I don’t receive what I believe to be an appropriate response. Huh. This is going to be more difficult than I thought.
Later, in a fit of anger, Tall rips up a drawing that Short was working on. Short (predictably) goes ballistic. After I spend a good twenty minutes restoring peace and order to our household, I say with compassion in my voice, “Can you forgive him?”
“NOOOOOOOOOOOOOOO!” yells Short, about two inches from what’s-left-of-my-now-pierced-and-shriveled-in-protest eardrum. Psychiatry is not for sissies.

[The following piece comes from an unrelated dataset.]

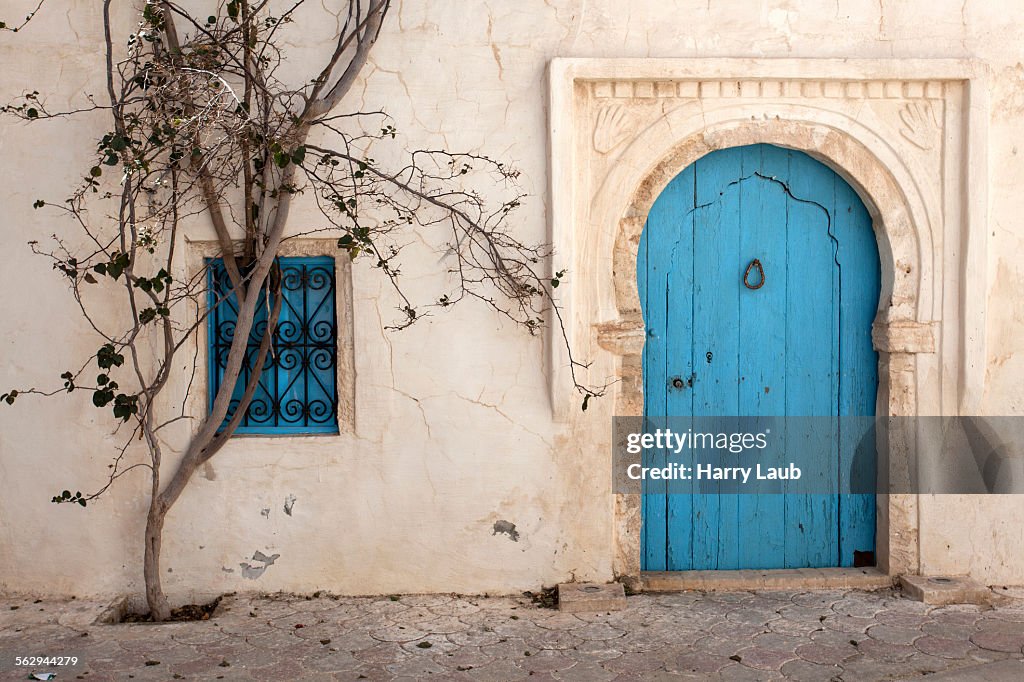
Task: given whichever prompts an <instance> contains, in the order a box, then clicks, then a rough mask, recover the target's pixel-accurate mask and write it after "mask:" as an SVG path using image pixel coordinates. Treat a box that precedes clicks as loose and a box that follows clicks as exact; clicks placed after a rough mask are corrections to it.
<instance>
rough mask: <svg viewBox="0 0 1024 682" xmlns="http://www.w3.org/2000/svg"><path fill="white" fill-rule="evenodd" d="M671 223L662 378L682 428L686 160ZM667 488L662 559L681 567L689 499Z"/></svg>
mask: <svg viewBox="0 0 1024 682" xmlns="http://www.w3.org/2000/svg"><path fill="white" fill-rule="evenodd" d="M673 185H674V186H673V190H672V195H671V198H672V204H671V206H672V207H673V211H672V229H671V231H670V232H668V233H667V235H666V236H665V237H666V241H665V243H664V244H665V248H666V249H668V250H670V251H671V257H670V258H669V262H670V270H669V272H668V273H667V278H666V285H667V289H666V292H667V293H666V307H667V310H668V312H667V314H666V335H665V347H666V355H667V357H666V367H667V368H668V377H667V380H666V383H665V387H666V391H667V398H666V407H667V413H666V414H667V415H669V416H670V417H671V418H672V419H671V422H670V423H669V424H670V426H671V427H672V428H673V429H674V430H676V429H683V428H685V426H686V424H687V423H688V419H689V417H690V416H691V415H692V414H693V391H692V389H691V387H690V386H689V383H690V377H691V376H692V375H693V371H694V370H693V367H694V363H693V356H692V351H693V348H692V346H693V328H692V325H691V321H692V318H693V206H694V193H695V170H694V167H693V166H690V167H689V168H687V169H686V170H684V171H683V172H682V173H680V175H679V176H678V177H677V178H676V179H675V180H673ZM676 378H679V379H680V380H681V381H682V382H683V387H681V388H677V387H675V386H674V385H673V381H674V380H675V379H676ZM669 459H670V460H671V461H673V462H678V463H680V464H684V465H686V466H689V465H691V464H692V454H691V453H690V452H689V451H686V450H684V451H683V452H681V453H680V455H679V456H670V457H669ZM671 486H672V493H670V494H669V495H668V496H667V497H666V505H667V510H666V516H667V518H666V526H667V543H668V547H667V553H668V558H667V563H668V565H669V568H670V570H686V569H689V568H690V567H691V566H692V563H693V535H692V518H693V499H692V496H690V495H684V494H681V492H680V488H681V487H690V489H692V486H688V485H683V484H681V483H680V482H677V481H674V482H673V483H672V484H671Z"/></svg>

I decide I’ll have better luck at work. I’m at my job at the high-end kitchen store when The Boss is in the breakroom complaining to Celeste about a customer who is a suspected shop-lifter but has the audacity to keep coming back and trying to return the stolen items. I interrupt their private conversation and say to The Boss with as much earnestness as I can muster, “What would you have done differently?”
She looks at me, throws her head back and laughs a hearty laugh. “You want to know what I would do differently, MOV? is that what you just said? I’ll tell you what I would do: I would send YOU to deal with her! Ha! In fact, she is waiting for me at the cash register with yet another phony return, so since YOU seem to have all the answers, she’s all yours.” The Boss smiles a big (shall I call it “sinister”?) smile, winks at Celeste and then looks back at me, and finally adds in a saccharine tone, “Let me know what happens.”
Glad my decades of Psychiatric Improvised Training are paying off, I march on out to the cash register, and pull the next helpful phrase out of my hat, “Why were you feeling guilty?” The woman does not react as I had anticipated. She does not offer a full-blown confession and then give back all the stolen goods; no. Instead, she says, “Are you calling me a thief????????????”
Later, I try my last phrase on a random stranger at the café where I’m standing in line to buy my lunch. She is telling the cashier that Macy’s is having a really great sale. I lean in and say, “What did you get out of that experience?”
She practically hugs me as she wrestles with her giant shopping bags and starts pulling out shoes and scarves and toys and picture frames. “I got a lot out of it! My Christmas shopping is all done now!”
I obviously have a new best friend, for this random stranger has given me a magnificent idea for those on my Christmas list: coupons for Meaningful Psychiatry Sessions with yours truly (at a reduced rate, of course).